Although we haven’t seen as many ridiculous articles on Rays attendance recently (I like to think I’ve helped stop that a bit), this is true for Tampa Bay now.
As a Rays writer, I never want to write something as sad as this:
For most of the 99 season, it was frustrating to be an Expos fan. Deadlines kept getting pushed back while the team struggled on the field. The media blasted low crowds and despite the fact that the team’s future looked bright, Expos fans kept waiting for the word to be made official.
That sounds horribly familiar.
The coup de grace of Save the Expos is the aforementioned attendance post. Entitled “Looking Beyond 5,000“, the post compares Expos attendance to other teams’ struggles at the gate and concludes that the Expos fanbase is not to blame and will be back given a new stadium and a winning team.
“In light of some poor attendance numbers by the Montreal Expos this year, many people here and in the media have unjustly jumped on the team, claiming that the Expos should move because of a lack of fan support.”
I mentioned Jacob Rosen and Indians writing earlier in this article. Cleveland and Tampa Bay face similar challenges when it comes to fan attendance. Ironically, Arnold compares Montreal with Cleveland as well.
However, many similarities do exist between Cleveland’s past situation and Montreal’s current situation. While Expos fans have supported their team better than Cleveland’s over the long haul, consider the following: 3 years before Cleveland moved into Jacobs Field, they had the worst attendance in baseball.
Arnold also points out that the Expos routinely outdrew the Mets and even outdrew the Yankees twice.
Hey, if while we’re talking about New York would you believe that the Expos outdrew the Yankees once? Well they did it twice, in 1982 and 1983. If cities like New York can get away with drawing small crowds, surely Montrealers can be forgiven for staying away from their time at this time.

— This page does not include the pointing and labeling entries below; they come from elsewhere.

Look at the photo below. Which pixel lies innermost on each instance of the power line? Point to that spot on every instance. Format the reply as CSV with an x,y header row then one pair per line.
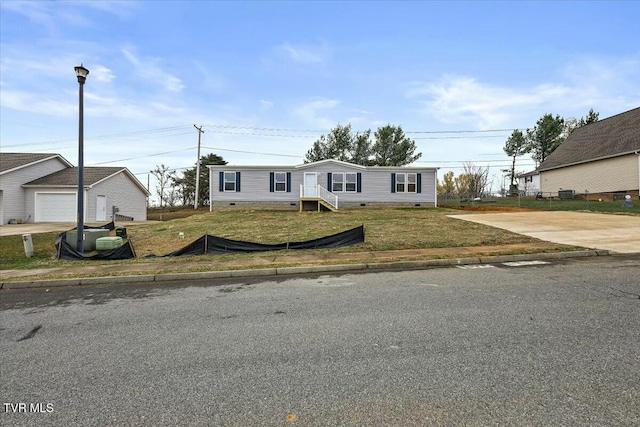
x,y
141,157
263,129
254,152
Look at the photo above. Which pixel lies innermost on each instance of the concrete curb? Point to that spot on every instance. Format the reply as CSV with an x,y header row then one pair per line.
x,y
290,271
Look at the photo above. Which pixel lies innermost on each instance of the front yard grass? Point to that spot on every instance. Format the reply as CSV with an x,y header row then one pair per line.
x,y
385,229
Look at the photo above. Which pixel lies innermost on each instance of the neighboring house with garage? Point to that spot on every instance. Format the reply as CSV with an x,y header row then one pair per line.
x,y
327,184
601,157
38,187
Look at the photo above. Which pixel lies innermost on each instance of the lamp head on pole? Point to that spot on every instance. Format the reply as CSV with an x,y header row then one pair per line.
x,y
82,73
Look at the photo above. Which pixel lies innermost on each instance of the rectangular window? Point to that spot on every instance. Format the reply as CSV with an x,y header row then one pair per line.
x,y
406,183
229,181
351,181
337,182
280,181
400,183
411,183
344,182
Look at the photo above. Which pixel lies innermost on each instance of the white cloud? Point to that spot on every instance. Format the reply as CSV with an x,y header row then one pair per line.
x,y
305,54
609,87
312,112
152,72
102,74
465,100
265,105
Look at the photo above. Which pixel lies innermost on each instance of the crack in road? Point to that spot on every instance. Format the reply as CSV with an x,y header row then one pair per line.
x,y
31,333
635,296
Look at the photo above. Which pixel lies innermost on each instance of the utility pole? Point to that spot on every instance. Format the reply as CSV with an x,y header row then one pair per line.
x,y
200,132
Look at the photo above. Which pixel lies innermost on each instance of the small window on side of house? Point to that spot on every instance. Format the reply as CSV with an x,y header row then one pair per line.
x,y
337,184
412,183
280,181
351,182
400,183
229,181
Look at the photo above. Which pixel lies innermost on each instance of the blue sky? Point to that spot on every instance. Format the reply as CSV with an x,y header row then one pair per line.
x,y
266,79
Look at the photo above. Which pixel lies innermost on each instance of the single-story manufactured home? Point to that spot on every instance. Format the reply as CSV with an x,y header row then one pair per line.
x,y
601,157
37,187
327,184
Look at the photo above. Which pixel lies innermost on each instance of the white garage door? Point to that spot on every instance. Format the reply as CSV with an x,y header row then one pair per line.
x,y
56,207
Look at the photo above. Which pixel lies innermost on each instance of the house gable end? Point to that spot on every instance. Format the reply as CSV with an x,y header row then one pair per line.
x,y
614,136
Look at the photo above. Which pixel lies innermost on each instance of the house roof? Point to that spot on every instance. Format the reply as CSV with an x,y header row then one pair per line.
x,y
91,176
13,161
313,164
611,137
530,173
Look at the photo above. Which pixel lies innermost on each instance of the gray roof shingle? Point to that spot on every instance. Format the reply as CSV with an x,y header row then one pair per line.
x,y
69,176
9,161
610,137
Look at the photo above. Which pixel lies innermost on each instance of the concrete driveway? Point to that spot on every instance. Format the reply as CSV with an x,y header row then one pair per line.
x,y
616,233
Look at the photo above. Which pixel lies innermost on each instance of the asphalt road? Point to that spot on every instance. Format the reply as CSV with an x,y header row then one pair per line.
x,y
548,344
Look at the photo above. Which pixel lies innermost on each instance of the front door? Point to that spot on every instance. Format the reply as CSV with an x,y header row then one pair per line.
x,y
310,184
101,208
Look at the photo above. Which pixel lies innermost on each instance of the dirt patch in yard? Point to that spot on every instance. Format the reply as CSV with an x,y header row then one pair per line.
x,y
485,208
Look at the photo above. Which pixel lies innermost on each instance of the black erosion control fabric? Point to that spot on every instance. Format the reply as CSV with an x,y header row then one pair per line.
x,y
208,244
65,251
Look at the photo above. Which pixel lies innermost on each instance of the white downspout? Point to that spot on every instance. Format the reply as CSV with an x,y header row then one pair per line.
x,y
638,154
436,188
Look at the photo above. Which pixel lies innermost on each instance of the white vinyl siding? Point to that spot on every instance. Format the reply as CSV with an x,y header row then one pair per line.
x,y
230,181
602,176
56,207
338,183
280,181
375,184
15,203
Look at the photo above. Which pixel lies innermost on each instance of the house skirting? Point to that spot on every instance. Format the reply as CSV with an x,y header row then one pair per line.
x,y
296,205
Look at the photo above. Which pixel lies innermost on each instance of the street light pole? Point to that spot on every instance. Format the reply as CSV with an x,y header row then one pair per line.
x,y
81,73
200,132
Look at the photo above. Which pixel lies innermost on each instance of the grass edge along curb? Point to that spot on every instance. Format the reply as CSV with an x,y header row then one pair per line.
x,y
291,271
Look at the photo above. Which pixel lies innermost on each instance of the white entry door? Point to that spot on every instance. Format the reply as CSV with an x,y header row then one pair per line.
x,y
101,208
310,184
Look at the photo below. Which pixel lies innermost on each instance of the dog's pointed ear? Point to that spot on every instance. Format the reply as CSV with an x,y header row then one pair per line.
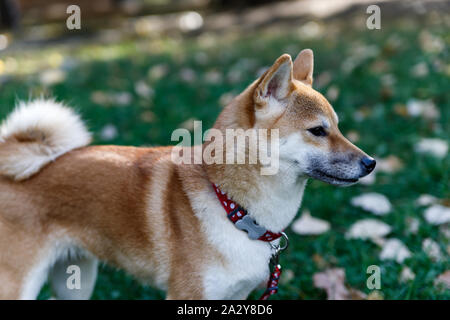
x,y
277,81
304,67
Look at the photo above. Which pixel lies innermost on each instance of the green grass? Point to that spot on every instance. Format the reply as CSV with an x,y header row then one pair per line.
x,y
113,68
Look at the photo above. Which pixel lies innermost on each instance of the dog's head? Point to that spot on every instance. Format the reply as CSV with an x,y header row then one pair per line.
x,y
310,140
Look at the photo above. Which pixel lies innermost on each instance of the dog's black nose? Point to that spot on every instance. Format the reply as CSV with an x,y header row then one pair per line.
x,y
368,164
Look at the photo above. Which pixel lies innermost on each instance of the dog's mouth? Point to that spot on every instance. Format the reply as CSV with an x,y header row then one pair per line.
x,y
331,179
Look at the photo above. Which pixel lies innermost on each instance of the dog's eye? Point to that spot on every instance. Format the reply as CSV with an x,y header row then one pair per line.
x,y
318,131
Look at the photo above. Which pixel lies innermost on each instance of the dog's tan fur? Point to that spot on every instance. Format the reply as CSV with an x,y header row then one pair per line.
x,y
134,207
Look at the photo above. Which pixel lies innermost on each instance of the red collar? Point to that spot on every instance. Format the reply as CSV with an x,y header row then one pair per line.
x,y
242,221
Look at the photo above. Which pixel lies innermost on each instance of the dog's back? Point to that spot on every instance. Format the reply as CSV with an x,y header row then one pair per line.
x,y
117,203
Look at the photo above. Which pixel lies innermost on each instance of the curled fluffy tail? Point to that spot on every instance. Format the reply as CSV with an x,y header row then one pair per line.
x,y
36,133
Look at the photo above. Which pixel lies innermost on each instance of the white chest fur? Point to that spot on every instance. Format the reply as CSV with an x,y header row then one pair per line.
x,y
245,263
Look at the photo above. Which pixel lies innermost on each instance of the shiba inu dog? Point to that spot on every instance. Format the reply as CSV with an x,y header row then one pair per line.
x,y
63,203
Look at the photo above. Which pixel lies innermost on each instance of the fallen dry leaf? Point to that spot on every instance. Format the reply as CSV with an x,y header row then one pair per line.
x,y
394,249
433,146
375,295
332,281
407,275
426,200
443,280
308,225
422,108
319,261
368,229
389,164
373,202
432,249
143,89
412,225
437,214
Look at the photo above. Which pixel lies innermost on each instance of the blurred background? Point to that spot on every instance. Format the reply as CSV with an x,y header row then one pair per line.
x,y
138,69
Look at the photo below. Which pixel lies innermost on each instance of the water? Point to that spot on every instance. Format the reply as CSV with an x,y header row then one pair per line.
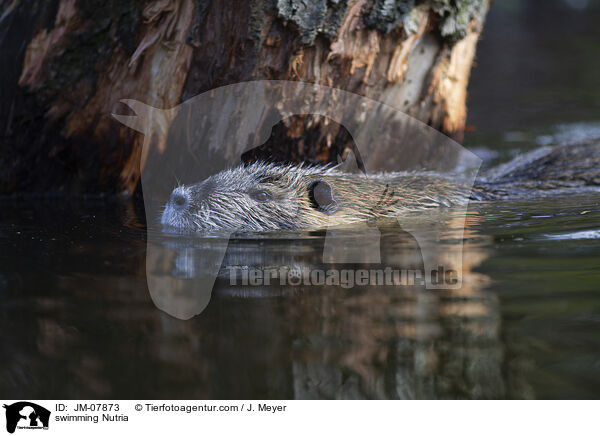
x,y
78,320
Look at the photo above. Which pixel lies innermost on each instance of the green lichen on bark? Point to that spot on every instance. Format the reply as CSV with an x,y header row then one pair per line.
x,y
319,17
454,15
323,17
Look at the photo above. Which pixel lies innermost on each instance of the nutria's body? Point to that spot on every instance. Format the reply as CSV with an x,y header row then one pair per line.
x,y
263,197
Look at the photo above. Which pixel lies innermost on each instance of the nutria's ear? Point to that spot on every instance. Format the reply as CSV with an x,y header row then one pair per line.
x,y
320,194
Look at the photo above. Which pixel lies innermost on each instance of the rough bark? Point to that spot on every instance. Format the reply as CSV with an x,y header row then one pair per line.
x,y
67,63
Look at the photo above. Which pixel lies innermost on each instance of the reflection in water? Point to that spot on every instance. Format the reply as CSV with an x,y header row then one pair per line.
x,y
77,319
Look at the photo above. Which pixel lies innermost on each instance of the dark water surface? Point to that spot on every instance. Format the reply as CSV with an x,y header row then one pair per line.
x,y
77,319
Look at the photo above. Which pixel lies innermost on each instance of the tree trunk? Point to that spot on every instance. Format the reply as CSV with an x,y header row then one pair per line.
x,y
67,63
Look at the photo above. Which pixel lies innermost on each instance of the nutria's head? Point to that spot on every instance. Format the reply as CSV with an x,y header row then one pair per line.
x,y
257,197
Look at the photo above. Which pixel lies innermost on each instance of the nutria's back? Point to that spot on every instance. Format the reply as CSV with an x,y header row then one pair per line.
x,y
262,197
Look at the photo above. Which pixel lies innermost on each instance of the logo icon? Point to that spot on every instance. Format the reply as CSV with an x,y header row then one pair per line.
x,y
26,415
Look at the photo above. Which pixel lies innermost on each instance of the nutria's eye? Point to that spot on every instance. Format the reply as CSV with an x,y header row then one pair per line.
x,y
261,196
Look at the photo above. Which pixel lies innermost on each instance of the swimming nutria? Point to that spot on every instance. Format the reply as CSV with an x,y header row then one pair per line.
x,y
267,196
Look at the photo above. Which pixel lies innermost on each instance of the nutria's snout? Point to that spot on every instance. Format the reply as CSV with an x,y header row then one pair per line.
x,y
176,209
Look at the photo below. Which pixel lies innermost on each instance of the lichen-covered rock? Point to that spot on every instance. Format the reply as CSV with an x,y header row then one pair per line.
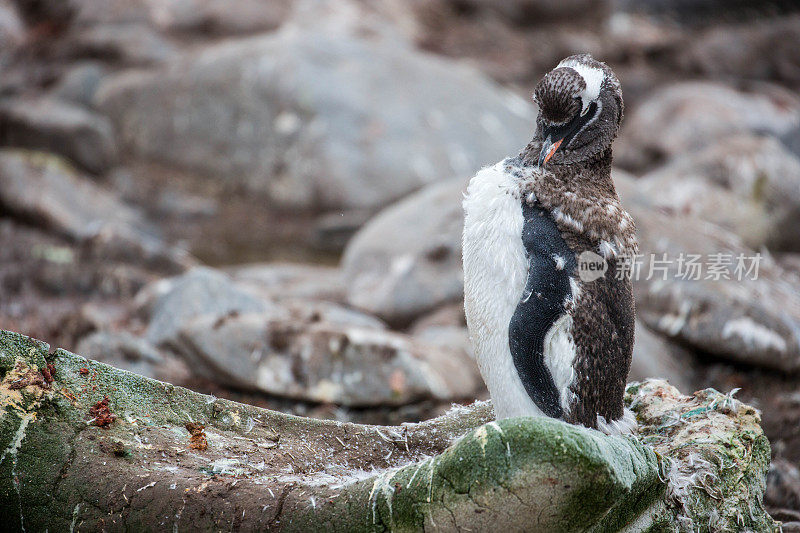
x,y
714,456
86,446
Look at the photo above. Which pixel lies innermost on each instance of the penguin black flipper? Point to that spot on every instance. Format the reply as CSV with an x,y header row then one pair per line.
x,y
543,302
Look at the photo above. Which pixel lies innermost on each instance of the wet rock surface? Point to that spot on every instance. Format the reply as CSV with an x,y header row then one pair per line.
x,y
161,445
263,138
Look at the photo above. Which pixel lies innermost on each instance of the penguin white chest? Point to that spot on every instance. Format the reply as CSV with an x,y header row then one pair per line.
x,y
496,269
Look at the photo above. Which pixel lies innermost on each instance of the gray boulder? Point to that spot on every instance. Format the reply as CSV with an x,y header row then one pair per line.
x,y
51,125
45,190
687,116
748,184
291,280
172,303
754,320
215,17
655,356
317,118
407,260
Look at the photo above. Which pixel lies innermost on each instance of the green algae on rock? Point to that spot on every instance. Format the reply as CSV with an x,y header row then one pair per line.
x,y
264,470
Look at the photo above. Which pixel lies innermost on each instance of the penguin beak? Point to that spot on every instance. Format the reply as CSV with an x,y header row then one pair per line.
x,y
548,149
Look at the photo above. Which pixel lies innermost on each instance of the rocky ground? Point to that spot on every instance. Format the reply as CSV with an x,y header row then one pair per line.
x,y
263,203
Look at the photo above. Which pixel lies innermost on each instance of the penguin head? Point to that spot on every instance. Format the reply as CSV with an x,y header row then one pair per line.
x,y
580,110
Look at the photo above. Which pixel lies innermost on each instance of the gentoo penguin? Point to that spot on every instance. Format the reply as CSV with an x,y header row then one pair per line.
x,y
549,340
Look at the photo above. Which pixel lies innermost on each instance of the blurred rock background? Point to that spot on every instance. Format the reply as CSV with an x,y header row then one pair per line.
x,y
261,199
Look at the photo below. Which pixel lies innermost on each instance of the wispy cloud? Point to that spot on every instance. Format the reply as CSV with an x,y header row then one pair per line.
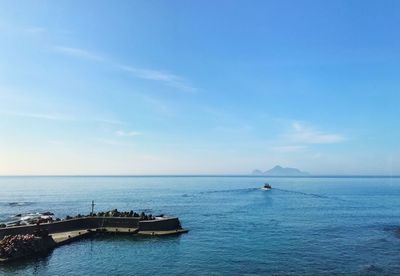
x,y
160,76
166,78
79,53
289,149
300,133
34,30
122,133
44,116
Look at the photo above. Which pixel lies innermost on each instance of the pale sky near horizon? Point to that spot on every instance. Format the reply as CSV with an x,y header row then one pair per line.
x,y
199,87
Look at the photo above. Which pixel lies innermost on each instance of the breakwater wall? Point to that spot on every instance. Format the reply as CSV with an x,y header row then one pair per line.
x,y
85,223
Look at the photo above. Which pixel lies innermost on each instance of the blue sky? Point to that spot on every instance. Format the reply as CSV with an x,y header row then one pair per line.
x,y
197,87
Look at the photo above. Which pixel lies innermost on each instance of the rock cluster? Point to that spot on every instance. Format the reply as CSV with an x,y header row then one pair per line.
x,y
21,245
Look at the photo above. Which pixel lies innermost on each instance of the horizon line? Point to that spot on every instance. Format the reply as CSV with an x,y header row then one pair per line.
x,y
210,175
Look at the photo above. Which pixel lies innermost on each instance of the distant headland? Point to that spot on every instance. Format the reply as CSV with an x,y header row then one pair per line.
x,y
280,171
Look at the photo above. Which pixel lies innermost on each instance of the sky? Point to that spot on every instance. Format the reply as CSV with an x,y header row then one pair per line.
x,y
199,87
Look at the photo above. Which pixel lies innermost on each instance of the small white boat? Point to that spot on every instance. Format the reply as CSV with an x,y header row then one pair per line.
x,y
266,187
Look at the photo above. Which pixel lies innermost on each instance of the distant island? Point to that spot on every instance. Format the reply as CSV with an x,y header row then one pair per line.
x,y
280,171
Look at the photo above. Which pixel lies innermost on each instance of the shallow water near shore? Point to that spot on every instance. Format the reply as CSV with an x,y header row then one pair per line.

The population of New York City in July 1984 was slightly over 7 million. In 1986, the metro population of Montreal was 2.9 million. (Btw, 2.9 million is also the current population of the Tampa Bay metro area.)
- 1983 Expos attendance: 2.3 million (3rd of 12)
- 1983 Yankees attendance: 2.2 million (3rd of 12)
- 1983 Mets attendance: 1.1 million (12th of 12)
Which means Expos fans went to more games per fan than Yankees or Mets fans. And the Yankees won 91 games and the Expos won 82.
I think these number reveal clearly that Montrealers have supported their team in the past and that a few bad years of bad crowds do not mean that fans will never come out to support their team.
In 2016, we have much more information at our fingertips. We have access to more public economic data, more public demographic data, and more public marketing data. We can show better charts, convey more convincing analysis, and promote our work better. And as mentioned, I don’t like comparing Tampa Bay to other cities. Buyers don’t choose between going to a Rays game or going to a Marlins, Braves, or Yankees game. I focus on Tampa Bay’s economics, demographics, marketing, and regional competition because that, and only that, is what will make Major League Baseball survive in the area.
But the message and the passion of this site and Daniel Arnold’s site from the late 1990s is the same.